This section is from the book "A Manual Of Pathological Anatomy", by Carl Rokitansky, William Edward Swaine. Also available from Amazon: A Manual of Pathological Anatomy.
A complete absence of the intestinal canal when an abdominal cavity existed, has probably never been observed. It is frequently defective; at times it is a short tube of uniform calibre, attached to a flat narrow strip of mesentery, or it consists of several detached portions of intestine which are strung together on a very defective fold of the peritoneum.
We must here mention the blind termination of the intestine at different points of its course, there being either a fresh acuminated commencement lower down, or an absence of the remaining portion. The most frequent anomaly is the more or less extensive deficiency of the rectum with a consequent atresia ani. The latter abnormities demand the formation of an artificial anus at the natural situation, or at some other suitable part, if they occur in individuals who are otherwise capable of sustaining life.
Defective formation may occur in the shape of tissue, of irregular communication of the intestinal tube, as in the case of the latter discharging at the navel, into the cavity of the urinary or small sexual organs (cloaca); it then is commonly the result of an arrest of development.
Excess of development, with the exception of the various degrees of biventral monstrosities, is probably nothing but a deceptive appearance; the repetition of some of its segments, and the presence of larger or smaller blind appendices, which open outwards or into the intestine, and more especially the so-called diverticula, are almost invariably to be considered as arrests of formation.
The latter, the congenital diverticula, Meckel's diverticulum verum, deserve a special consideration. It is a dilatation of the small intestine, representing a hollow appendix, which consists of all the intestinal membranes, and is placed at from eighteen to twenty-four inches from the caecal valve; although we do not quite assent to Meckel's view, that it is a remnant of the umbilical canal, it evidently has its origin in the development of the intestine in the umbilical vesicle. We accordingly always find it solitary and attached at the above-mentioned spot; it varies in length from five to six inches; it sometimes is wider, sometimes narrower, than the intestine itself; it is frequently contracted at intervals, of a conical or cylindrical shape, and terminating in a round, clubbed, or lobulated expansion. It either projects at right angles from the convex surface of the intestine, hanging unattached in the abdomen, or it passes off at an acute angle from the concave surface of the intestine near the mesenteric insertion, being attached to the latter by a falciform process of the peritoneum. In this case it is often placed parallel to the intestine. Occasionally a ligamentous cord, the remains of the omphalo-meseraic vessels, is found at its free extremity, and as this may, by its adhesion to various points of the peritoneal cavity, give rise to internal hernia (strangulation of the intestine), it receives importance in a pathognomonic point of view.
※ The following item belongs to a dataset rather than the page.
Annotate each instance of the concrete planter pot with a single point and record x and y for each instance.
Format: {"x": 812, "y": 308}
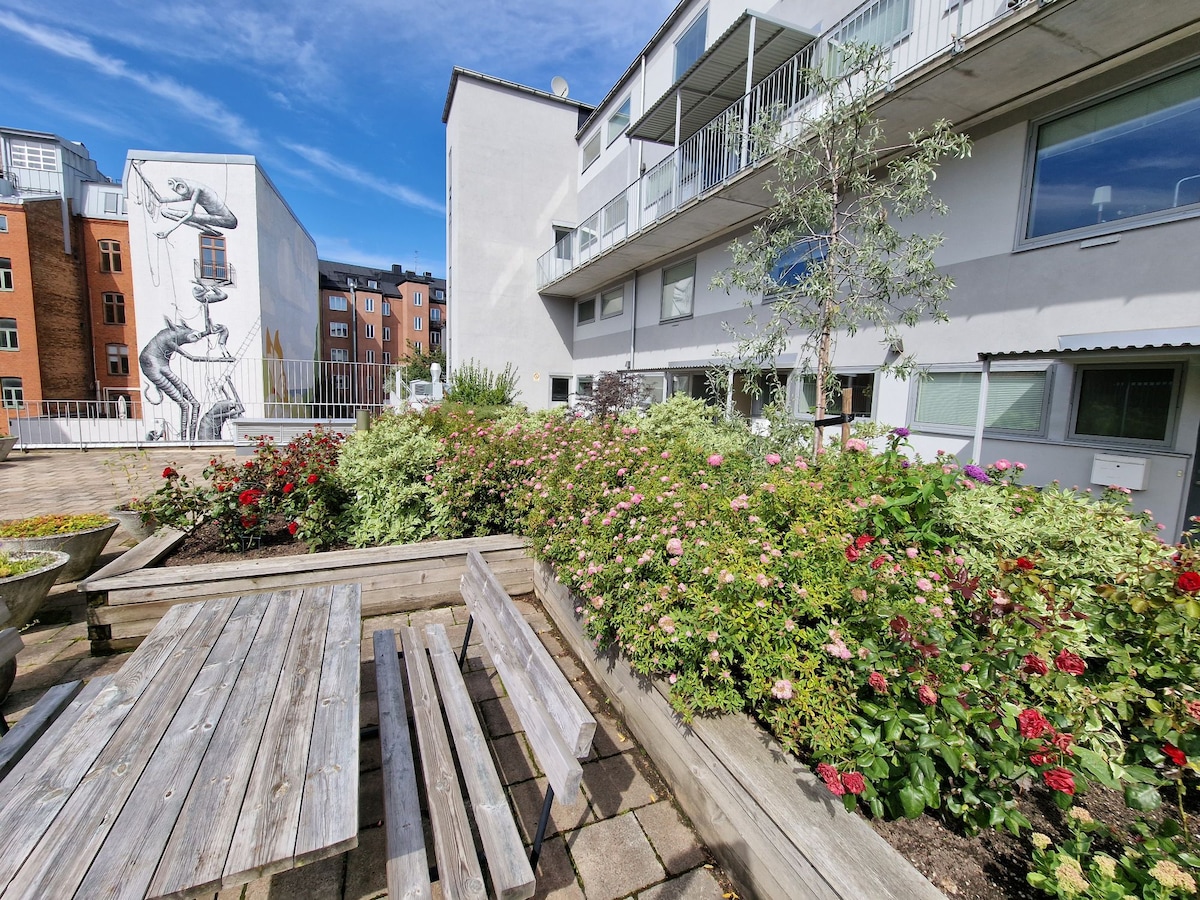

The following case, in which this appendix was abortive, may be interesting: In the corpse of a young man, the small intestine was found enlarged at the above-mentioned spot, to the extent of several inches, the peritoneum and the adjoining laminae of the mesentery were white and opaque, studded with tendinous patches, and a tolerably long ligamentous cord, the remains of the bloodvessels, was found depending from a rounded embossed dilatation.
We may finally observe that the entire intestinal canal or portions of it, are found in some individuals inordinately long or short; no fixed rule has, however, been established with regard to the relation among the parts themselves, to the stomach, the organs of mastication, etc.